This solution is based on Matterport's Mask_RCNN implementation on keras/tensorflow. Please look at the original repository (https://github.com/matterport/Mask_RCNN) for specific details. This is an implementation of Mask R-CNN on Python 3, Keras, and TensorFlow. The model generates bounding boxes and segmentation masks for each instance of an object in the image. It's based on Feature Pyramid Network (FPN) and a ResNet101 backbone. I have used the pretrained COCO weights as the starting point for my training on the nuclei segmentation dataset.

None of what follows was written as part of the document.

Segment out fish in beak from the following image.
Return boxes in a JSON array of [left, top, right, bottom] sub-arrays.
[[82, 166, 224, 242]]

Some of the Mask-RCNN files are modified, in particular model.py and utils.py.

Training

Data

I did not use any additional external data. Training was done with a modified version of the dataset as in the discussion forum: https://www.kaggle.com/c/data-science-bowl-2018/discussion/50518 and mentioned several times in the Official External Data thread as a link to: https://github.com/lopuhin/kaggle-dsbowl-2018-dataset-fixes For stage2 I didn't retrain my model with the released stage1_test images. File my_bowl_dataset.py generates the bowldataset class to upload the images and masks in the correct format.

Augmentation

The modifications of files model.py and utils.py are needed for scaling the training set images before random 512x512 crops are taken for training. This scaling that take places in the "resize_image" function in utils.py and also includes aspect ratio changes of the images. In addition, code in model.py inside the "augment" section of function "load_image_gt", allows for further image augmentation of the 512x512 crops, concretely:

  • vertical and horizontal flips
  • 90 degree rotations
  • further rotation by random angles.
  • color channel shift (this function is copied from the keras Imagegenerator function).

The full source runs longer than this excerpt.